Nicholas Zirk
Floriography

 
 

From July 10 to August 30, 2025

Galerie Nicolas Robert, Montréal, is pleased to present Floriography, an exhibition of new paintings by Nicholas Zirk.

“A rose is a rose is a rose” - Gertrude Stein

Floriography—from flos (flower) and graphein (to write)—is the practice of communicating through flowers, a practice which has existed continuously for centuries. The idea that certain flowers carry specific symbolic meanings is deeply embedded in many cultures. As children, we learn that roses symbolize love, poppies suggest remembrance, and white carnations are for funerals. In Victorian England, floriography evolved into an elaborate and complex system of clandestine communication between young lovers. Due to the era's repressive social mores, discussing intimacy openly was taboo. In response, young lovers devised a coded language of floral symbolism, sending each other bouquets as love letters, allowing the flowers to say what they could not. These bouquets—known as tussie-mussies—used both specific flowers and numbers of stems to connote precise meanings.

Nicholas Zirk’s still life painting practice explores meaning-making and our perceptions of reality through the codified genre of the vanitas.
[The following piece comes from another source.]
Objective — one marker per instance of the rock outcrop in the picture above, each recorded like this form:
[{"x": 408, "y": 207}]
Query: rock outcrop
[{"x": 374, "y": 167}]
Traditional vanitas paintings used symbolic objects to tell moral tales about the transience of life and the folly of material pursuits. These symbols function in a one-to-one way, where an object relates directly to a specific story, which is read by the viewer. Zirk, on the other hand, takes a postmodern approach: his object-symbols reference symbolism itself, suggesting a multiplicity of interpretations which challenge our inherent modes of meaning-making. His recent floral still lifes extend this meta-symbolism to flowers and gardens, using ornamentation, repetition, and composition to examine how we construct meaning in our everyday experience.

Further emphasizing this point, Zirk’s recent works include hidden impasto symbols and constellations that only reveal themselves when viewed from certain perspectives. These symbols—free-floating signifiers drawn from contemporary pop culture—remind us of the inherent slipperiness of meaning in our present moment. The constellations evoke patterns of thought, synaptically linking seemingly unrelated elements across the picture plane, while visually echoing the floral motifs on the surface.

In Floriography, Zirk’s floral paintings invert a modernist adage, engaging with the over-saturation of meaning characteristic of our internet-addled era. Zirk contends: a rose is not a rose is not a rose—a rose is everything. 

Nicholas Zirk, born and raised in Vancouver, currently lives and works in Montreal. Zirk is currently completing his MFA at Concordia University, having earned his BFA from OCAD University in Toronto. He has exhibited in solo and group exhibitions in Toronto, Montreal, and Vancouver, as well as internationally in New York City and Los Angeles. Periodically, Zirk also organizes exhibitions of other artists' works, having curated shows in Vancouver and Toronto.